A hand grabs the back of my shirt and drags me to my feet. Mink is asleep, her face limp and expressionless. The window is intact and closed; the floor is dry. The cop pulls me out of the room and into the hall.
11
how to finish what you’ve started
What’s the longest you’ve ever held your breath?
I don’t know, maybe, like, a minute and a half?
I can hold mine for four minutes. Wanna see?
No, that’s impossible. I don’t want to see.
Mink rolls, dewy grass squishes, sky like dark water surrounds her as though she is half submerged. She brushes her hand against mine. Soft. Everything is soft here. My brain sloshes gentle as a cradle in my skull. I move to sit up. Mink sucks air hard between her teeth, her breath screeches like a door hinge. She puffs out her cheeks and stares at me lopsided. Laughing eyes. I poke her side and she deflates. Laughing mouth. Round. Soft. Her chest concaves. Warm breath in my palms.
You never let me have any fun.
Liar. Tell the star story, again?
Ok. She smiles. Perfect. Sits up. We face each other. Our knees bent, legs entwined. She clears her throat for effect. She tells this story with her hands.

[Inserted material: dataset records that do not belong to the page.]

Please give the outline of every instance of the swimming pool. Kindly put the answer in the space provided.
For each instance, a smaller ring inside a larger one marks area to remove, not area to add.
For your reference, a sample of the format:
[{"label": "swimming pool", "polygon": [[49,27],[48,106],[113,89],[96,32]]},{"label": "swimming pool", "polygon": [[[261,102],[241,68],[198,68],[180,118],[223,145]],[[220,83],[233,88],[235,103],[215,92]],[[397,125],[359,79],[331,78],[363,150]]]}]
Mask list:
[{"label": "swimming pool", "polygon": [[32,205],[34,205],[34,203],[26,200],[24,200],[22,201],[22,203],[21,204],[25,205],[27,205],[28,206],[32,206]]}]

It starts with instability. You are the centre. She places a hand on each of my bare thighs. A cloud of dust in empty dark begins to swirl. Her fingers fold and open against me. Warm. Eager. Her fingers dip lower. Dust swirls faster and faster in perfect dark. Dust grows tighter and tighter. Her fingers trace over my labia. Trembling. Density increases with each turn. Is heavier. Is deeper. Dancing between my lips, delicate. Friction builds heat, is hotter, hotter. Hotter than spilling blood. She pushes inside me. Hotter than forest fires. She pushes deeper. The core of the earth. I lean my head at her throat. Spins deeper and hotter and tighter and tighter until. She whispers. Perfect. Her throat hums against me.
Perfect, it halts. Mass hovers like a glass overfull clinging liquid. Brimming. Complete and perfect and brimming and then. Her fingers so quickly. Eternity folds. She’s drumming my skin. The mass spills over. Strumming my strings. Grinds together. Vibrations crescendo. Collapses inward and explodes.